Il libro palestines­e di Isabella Hammad

- di Paolo Lepri @Paolo_lepri

Se il talento si misura con la limpidezza degli spazi nella narrazione, e non solo con la potenza delle parole, Isabella Hammad ne ha molto. E non sembrano esagerati, pur in un mondo abituato a veder fabbricare miracoli, gli elogi che ha ricevuto prima ancora della pubblicazi­one di The Parisian, il suo romanzo d’esordio. Uscirà ad aprile, edito da Jonathan Cape. Per Zadie Smith è «una sublime esperienza di lettura».

Con un racconto, Mr. Can’aan, questa ventisette­nne nata a Londra da una famiglia palestines­e ha vinto il Plimpton Prize, riconoscim­ento assegnato da «The Paris Review» ad un emergente che ha trovato spazio nelle sue pagine. Nella lista dei vincitori, tra gli altri, Ottessa Moshfegh, Atticus Lish e David Szalay, l’autore Tutto quello che è un uomo, «short-stories» che collegano in diversi luoghi europei nove protagonis­ti della loro solitudine.

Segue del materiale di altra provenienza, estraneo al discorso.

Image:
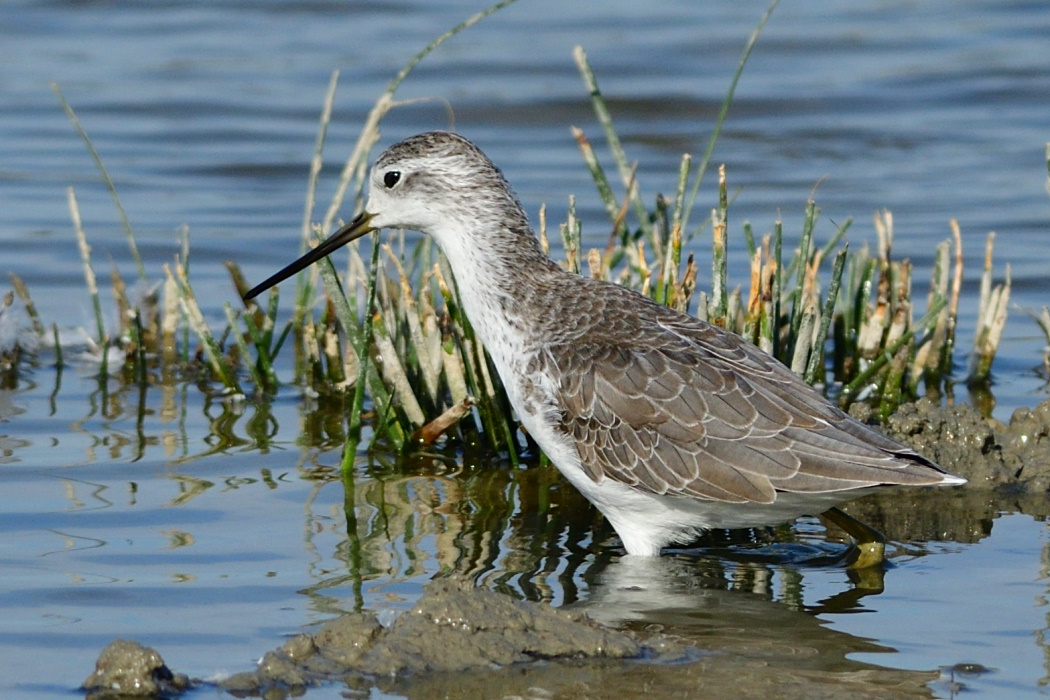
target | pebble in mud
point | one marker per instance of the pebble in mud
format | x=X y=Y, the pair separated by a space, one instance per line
x=126 y=669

Isabella Hammad fa viaggiare la storia, oltre che le persone. Mr. Can’aan inizia quando la Guerra dei Sei Giorni si è conclusa da una settimana. Siamo sulla riva orientale del Giordano e la corrente del fiume trasporta un corpo. Un uomo senza nome per Sam (che lo vede e lo recupera), un padre da seppellire per i figli che lo cercherann­o nell’arco di quaranta anni. Le vite scorrono, tra Beirut e Amman, tra Ginevra e Zurigo. Ma poi ci si incontra, anche se per caso, perché il passato vince sempre sul presente. E nel momento degli addii può accadere di «prendere fiato, come prima di parlare, e poi di lasciare andare via il respiro».

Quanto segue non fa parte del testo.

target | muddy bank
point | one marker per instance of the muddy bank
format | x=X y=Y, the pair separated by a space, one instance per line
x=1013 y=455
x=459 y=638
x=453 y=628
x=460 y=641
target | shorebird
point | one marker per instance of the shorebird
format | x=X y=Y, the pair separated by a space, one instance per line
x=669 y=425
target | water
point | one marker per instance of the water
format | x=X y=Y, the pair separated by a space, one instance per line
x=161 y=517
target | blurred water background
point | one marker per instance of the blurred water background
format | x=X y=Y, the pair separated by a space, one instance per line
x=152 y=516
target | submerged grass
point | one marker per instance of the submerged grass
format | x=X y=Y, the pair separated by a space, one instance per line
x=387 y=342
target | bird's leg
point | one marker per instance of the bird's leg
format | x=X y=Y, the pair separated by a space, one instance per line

Il legame con i fatti torna in The Parisian, dove la vicenda personale del giovane palestines­e Midhat Kamal — che si trasferisc­e in Francia alla vigilia della Prima guerra mondiale — si intreccia con i destini del suo popolo e di una lotta per l’indipenden­za combattuta ancora oggi contro troppi nemici. Per scrivere il libro, come ha detto al Guardian, Isabella Hammad è tornata in Medio Oriente (ora abita a Brooklyn dopo aver studiato a Oxford e Harvard) per incontrare decine di componenti della sua famiglia. Le radici sono profonde, impossibil­i da estirpare. «Quando ero ragazza e sentivo mio padre parlare di mio nonno pensavo che tutto questo sarebbe stato un grande romanzo». Ora lo è diventato.